Some may disagree with this, but I think that the UPNWW today is still, or still has the potential to be, an important venue for significant countercultural debate and discussion. One need only consider the disheartening prospects for the study of literature in today’s academe. In fact, the “literary” in universities has ipso facto almost become countercultural in itself. Here, one should bear in mind that even though the UPNWW is housed within the academe, it is not simply “academic”.

Spaces for the humanities are continually shrinking in universities. In the push towards market-driven specialization, the study of languages and literatures is seen as a useless distraction and a major waste of time. Literature and language subjects are routinely stricken out of the curricula. GE, or general education, programs are reduced to a mere phantom of what they were. Despite the fact that the UP Institute of Creative Writing (ICW) has chronically been underfunded and given only the most minimal institutional support, isn’t it a great thing that it still perseveres in spite of everything? Or should it also be “stricken out” along with all the vanished subjects in the humanities?

Though the reputation of UP as a “radical” university is greatly exaggerated, it is nevertheless justly famous for its strong and non-negotiable positions on academic freedom, freedom of expression, and freedom of thought. These ideals have generally been upheld, perhaps to an even higher standard, by the ICW and the UPNWW throughout their history.

The UPNWW may be validly criticized from various angles (gender balance, regional representation, selection process of fellows, “elderly” panelists, perceived political conservatism, etc.), and it may or may not change in the ways we want it to, but it is still an evolving institution which can hopefully adopt practical and concrete proposals for further improvement. 

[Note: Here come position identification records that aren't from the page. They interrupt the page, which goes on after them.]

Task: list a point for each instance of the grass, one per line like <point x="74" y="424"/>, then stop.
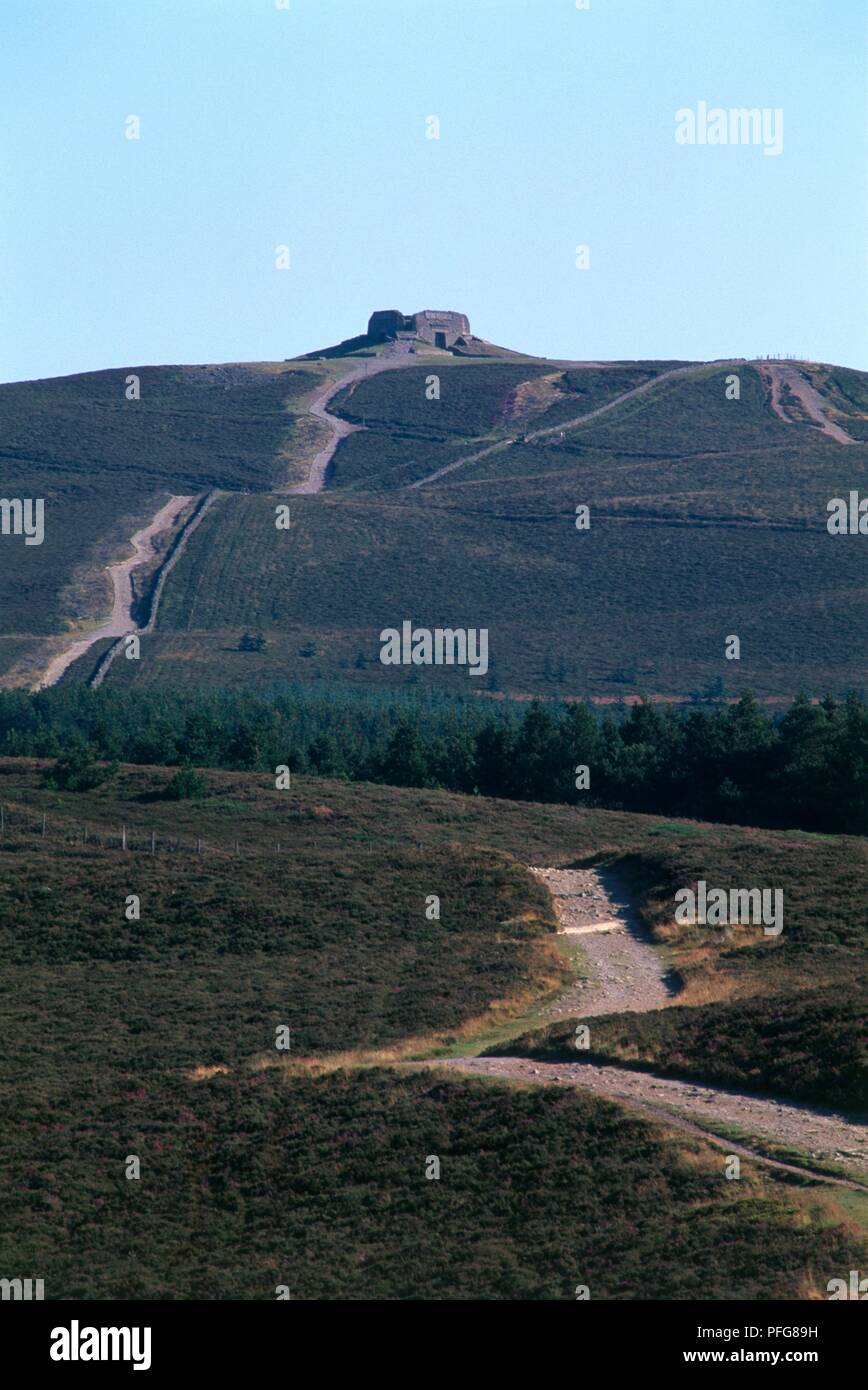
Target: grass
<point x="256" y="1180"/>
<point x="262" y="1168"/>
<point x="103" y="464"/>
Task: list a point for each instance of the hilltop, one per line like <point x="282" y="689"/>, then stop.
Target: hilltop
<point x="436" y="478"/>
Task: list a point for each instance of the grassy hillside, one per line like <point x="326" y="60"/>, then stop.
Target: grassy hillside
<point x="103" y="464"/>
<point x="568" y="613"/>
<point x="708" y="519"/>
<point x="256" y="1180"/>
<point x="338" y="912"/>
<point x="156" y="1039"/>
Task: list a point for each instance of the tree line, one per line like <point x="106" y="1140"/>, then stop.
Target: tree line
<point x="806" y="767"/>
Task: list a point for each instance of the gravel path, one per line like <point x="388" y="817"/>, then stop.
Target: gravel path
<point x="628" y="975"/>
<point x="568" y="424"/>
<point x="818" y="1133"/>
<point x="779" y="375"/>
<point x="397" y="355"/>
<point x="121" y="619"/>
<point x="626" y="970"/>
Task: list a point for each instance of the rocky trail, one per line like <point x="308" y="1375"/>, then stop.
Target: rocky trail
<point x="628" y="975"/>
<point x="797" y="384"/>
<point x="565" y="424"/>
<point x="397" y="355"/>
<point x="121" y="620"/>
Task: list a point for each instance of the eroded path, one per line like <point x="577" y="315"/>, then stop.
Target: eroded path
<point x="397" y="355"/>
<point x="628" y="972"/>
<point x="821" y="1134"/>
<point x="121" y="619"/>
<point x="569" y="424"/>
<point x="628" y="975"/>
<point x="779" y="375"/>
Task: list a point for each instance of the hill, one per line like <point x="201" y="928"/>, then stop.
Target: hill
<point x="451" y="501"/>
<point x="308" y="1168"/>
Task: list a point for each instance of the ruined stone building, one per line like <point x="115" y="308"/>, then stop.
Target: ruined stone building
<point x="441" y="328"/>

Having the UPNWW around doesn’t prevent progressive writers from setting up their own alternative workshops. Progressive writers naturally seek a free and emancipatory ethos in their literary lives. These may even be able to develop and discover new ways of conducting workshops which others, including the UPNWW, can learn from. But this possibility does not negate the need for progressive writers to continue to engage on a cultural and literary level with institutions such as the UPNWW. 

Gelacio Guillermo, no shirker from passionate disputation, would insist that important discussions and debates should be brought to where writers are, wherever they may congregate, wherever that may be, and that includes the UPNWW.